Asked if he felt like it was a tag team match against him, Emanuel said, “No … as I believe, we’re not, I’m not about attacking each other, let’s attack the problems facing the city of Chicago.”
The debate found the candidates talking nearly as much about style as they did about substance.
Braun chided Emanuel over stories that he once sent a pollster a dead fish for being late delivering poll results and news reports that he once told staffers to “Take the tampons out and get to work.”
“The question is one of temperament. This city’s the city of big shoulders, and we’re considered to be tough Grabowskis and all of that but we’re not, you know, mean-spirited and nasty,” Braun said. “Temperament is a very important thing. If you’re sending dead fish to people, I mean, come on.”
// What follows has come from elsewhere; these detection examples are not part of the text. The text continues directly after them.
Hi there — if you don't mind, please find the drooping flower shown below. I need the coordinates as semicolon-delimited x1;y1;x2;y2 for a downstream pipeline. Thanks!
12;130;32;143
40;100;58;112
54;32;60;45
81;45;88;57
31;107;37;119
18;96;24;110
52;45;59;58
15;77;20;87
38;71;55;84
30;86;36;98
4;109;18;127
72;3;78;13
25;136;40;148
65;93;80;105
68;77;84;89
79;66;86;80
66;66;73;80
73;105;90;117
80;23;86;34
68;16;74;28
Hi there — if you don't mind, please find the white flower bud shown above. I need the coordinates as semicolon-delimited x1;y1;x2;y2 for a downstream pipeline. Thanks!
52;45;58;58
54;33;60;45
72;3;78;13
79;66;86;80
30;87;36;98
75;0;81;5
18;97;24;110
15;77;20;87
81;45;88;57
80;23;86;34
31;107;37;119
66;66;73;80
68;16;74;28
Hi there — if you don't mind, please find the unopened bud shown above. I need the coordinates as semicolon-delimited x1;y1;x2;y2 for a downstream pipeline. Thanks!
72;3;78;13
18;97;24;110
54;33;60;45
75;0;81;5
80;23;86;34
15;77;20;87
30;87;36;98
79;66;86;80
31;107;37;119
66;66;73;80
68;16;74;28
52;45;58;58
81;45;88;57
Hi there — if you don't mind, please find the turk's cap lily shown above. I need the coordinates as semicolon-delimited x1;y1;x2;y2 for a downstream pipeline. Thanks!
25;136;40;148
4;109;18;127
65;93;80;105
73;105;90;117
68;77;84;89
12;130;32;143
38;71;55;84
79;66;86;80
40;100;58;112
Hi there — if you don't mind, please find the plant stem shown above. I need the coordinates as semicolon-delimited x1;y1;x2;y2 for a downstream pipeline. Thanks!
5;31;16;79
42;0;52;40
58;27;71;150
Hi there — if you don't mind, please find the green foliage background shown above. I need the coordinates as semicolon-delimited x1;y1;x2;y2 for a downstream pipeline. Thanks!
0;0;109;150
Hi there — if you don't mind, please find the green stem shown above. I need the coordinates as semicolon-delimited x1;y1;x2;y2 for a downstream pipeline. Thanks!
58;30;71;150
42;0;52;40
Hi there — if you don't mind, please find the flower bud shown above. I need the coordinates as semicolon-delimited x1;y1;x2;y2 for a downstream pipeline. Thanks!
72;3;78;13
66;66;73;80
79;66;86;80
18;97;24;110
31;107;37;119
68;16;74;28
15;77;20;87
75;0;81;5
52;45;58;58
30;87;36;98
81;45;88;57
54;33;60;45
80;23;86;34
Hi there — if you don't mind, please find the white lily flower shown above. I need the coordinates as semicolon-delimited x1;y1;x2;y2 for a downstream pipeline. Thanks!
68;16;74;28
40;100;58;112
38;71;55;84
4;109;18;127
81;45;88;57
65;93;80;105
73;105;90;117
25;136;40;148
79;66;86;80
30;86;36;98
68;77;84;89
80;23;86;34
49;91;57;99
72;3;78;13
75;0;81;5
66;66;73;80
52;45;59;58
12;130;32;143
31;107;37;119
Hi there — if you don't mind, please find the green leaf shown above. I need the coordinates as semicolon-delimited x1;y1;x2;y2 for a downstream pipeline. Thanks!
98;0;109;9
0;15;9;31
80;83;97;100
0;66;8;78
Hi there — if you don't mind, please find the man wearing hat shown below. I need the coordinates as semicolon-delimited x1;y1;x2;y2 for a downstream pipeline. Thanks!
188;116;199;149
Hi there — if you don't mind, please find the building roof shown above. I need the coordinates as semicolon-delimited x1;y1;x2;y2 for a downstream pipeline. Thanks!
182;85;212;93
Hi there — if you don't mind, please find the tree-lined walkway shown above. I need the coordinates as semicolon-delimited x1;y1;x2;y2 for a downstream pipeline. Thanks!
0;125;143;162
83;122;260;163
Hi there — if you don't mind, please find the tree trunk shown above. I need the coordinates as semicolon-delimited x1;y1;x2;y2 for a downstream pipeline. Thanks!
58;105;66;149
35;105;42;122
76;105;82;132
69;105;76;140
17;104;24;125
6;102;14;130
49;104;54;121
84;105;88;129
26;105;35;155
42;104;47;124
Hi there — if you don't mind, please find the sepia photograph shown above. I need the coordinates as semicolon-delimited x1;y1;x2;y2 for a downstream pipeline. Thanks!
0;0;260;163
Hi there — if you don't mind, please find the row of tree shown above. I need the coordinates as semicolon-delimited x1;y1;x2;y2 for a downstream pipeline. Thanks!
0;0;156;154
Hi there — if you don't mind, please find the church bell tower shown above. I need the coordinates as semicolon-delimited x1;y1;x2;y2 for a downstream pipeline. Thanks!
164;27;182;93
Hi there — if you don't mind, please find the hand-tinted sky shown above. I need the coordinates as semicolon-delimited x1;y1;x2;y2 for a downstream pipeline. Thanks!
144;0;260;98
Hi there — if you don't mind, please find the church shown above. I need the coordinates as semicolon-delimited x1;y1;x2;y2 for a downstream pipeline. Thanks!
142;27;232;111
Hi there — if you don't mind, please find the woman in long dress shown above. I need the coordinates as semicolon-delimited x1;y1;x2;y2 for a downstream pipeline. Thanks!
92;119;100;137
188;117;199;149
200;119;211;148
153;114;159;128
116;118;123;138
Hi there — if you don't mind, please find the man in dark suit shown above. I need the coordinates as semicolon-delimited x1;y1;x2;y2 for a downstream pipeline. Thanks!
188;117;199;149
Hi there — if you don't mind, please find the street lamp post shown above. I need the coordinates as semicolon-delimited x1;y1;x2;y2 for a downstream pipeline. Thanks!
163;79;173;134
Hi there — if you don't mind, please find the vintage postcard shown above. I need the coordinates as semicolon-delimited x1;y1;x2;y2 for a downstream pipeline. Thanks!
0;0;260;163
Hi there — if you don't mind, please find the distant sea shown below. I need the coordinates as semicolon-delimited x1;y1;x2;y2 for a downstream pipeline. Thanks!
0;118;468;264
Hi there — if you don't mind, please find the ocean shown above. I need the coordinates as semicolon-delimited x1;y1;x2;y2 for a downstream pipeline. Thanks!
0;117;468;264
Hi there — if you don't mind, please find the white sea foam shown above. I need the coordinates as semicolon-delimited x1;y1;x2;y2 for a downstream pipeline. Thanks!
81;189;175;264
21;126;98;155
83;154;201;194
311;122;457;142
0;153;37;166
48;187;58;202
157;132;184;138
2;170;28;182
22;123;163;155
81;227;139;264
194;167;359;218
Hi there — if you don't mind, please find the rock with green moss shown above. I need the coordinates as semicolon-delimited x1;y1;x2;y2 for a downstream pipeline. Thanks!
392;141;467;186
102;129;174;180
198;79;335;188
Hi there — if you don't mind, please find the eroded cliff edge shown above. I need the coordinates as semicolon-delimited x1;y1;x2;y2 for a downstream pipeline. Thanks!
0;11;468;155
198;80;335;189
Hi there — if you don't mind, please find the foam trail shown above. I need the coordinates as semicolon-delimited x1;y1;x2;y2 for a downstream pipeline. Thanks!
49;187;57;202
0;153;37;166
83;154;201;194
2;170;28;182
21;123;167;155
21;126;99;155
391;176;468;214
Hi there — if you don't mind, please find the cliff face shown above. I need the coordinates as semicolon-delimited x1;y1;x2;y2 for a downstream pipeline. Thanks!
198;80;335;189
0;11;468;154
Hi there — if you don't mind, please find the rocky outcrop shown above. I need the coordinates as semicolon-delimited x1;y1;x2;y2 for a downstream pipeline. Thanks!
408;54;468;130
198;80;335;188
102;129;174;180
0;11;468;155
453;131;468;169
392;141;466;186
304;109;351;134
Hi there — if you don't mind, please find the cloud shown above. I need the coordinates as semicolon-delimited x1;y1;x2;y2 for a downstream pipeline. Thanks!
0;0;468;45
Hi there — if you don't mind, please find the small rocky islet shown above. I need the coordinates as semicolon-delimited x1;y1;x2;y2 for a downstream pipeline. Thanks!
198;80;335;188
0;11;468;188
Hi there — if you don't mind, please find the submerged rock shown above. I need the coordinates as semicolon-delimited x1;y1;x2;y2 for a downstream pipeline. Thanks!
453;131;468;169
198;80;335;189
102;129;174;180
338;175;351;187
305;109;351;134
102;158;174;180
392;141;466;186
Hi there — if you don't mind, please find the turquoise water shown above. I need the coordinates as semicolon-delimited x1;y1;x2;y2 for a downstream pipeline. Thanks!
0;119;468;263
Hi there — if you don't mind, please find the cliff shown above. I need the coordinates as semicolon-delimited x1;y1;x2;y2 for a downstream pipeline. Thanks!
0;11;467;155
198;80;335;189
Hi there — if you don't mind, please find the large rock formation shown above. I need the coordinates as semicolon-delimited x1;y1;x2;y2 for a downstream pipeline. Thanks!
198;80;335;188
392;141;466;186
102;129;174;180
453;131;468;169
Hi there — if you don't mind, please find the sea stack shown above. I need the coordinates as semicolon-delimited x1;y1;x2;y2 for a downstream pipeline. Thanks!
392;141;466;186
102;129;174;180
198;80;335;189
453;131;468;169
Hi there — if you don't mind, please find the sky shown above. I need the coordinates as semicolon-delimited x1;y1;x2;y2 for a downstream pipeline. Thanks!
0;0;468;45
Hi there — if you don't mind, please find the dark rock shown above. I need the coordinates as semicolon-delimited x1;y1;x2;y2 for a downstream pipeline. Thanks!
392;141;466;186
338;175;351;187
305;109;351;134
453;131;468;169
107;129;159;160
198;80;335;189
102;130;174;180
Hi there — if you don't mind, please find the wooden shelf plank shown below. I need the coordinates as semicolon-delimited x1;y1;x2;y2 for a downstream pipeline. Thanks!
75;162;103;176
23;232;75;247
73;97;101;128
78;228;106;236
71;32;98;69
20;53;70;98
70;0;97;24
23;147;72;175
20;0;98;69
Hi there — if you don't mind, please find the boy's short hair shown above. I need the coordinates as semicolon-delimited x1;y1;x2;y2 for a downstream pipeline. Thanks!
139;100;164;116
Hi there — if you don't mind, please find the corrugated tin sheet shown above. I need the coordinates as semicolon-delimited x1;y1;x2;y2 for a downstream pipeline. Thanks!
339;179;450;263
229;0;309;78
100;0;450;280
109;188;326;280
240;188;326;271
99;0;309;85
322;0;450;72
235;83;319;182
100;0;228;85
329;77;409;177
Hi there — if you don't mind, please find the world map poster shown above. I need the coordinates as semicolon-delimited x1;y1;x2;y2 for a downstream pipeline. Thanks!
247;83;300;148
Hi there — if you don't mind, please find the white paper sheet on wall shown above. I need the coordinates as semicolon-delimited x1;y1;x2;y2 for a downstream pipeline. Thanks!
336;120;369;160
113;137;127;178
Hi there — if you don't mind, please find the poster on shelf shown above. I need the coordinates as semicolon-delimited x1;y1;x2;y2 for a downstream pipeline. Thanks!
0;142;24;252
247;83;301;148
The candidates also went after Emanuel’s perceived dictatorial leadership style.
“I accused him of rolling over people and steam-rolling people. And I just don’t think that’s the way you get to a point in Chicago of accomplishing things,” Chico said. “I don’t want to see that kind of activity lead to a transit strike, a teachers’ strike, the garbage not being picked up.”
For his part, Emanuel said, “I think the public will make an evaluation of who’s the best candidate with the best ideas and the strength of character to see through the changes that are necessary for our city.
The toughest exchange was between Emanuel and Chico on ethics issues. Emanuel accused Chico of parlaying his school board connections into lucrative lobbying contracts.
Chico claimed Emanuel was asleep at the switch when the mortgage crisis exploded while he was a member of the board at Freddie Mac.
In a common theme for Emanuel’s opponents, del Valle criticized him for skipping community forums the other three candidates have attended.
“I’ve been to eight community forums and you’ve been to none. When are you going to start talking to the neighborhoods?” del Valle asked.
All four top candidates are scheduled to attend their first joint public forum on Monday night on WTTW-TV.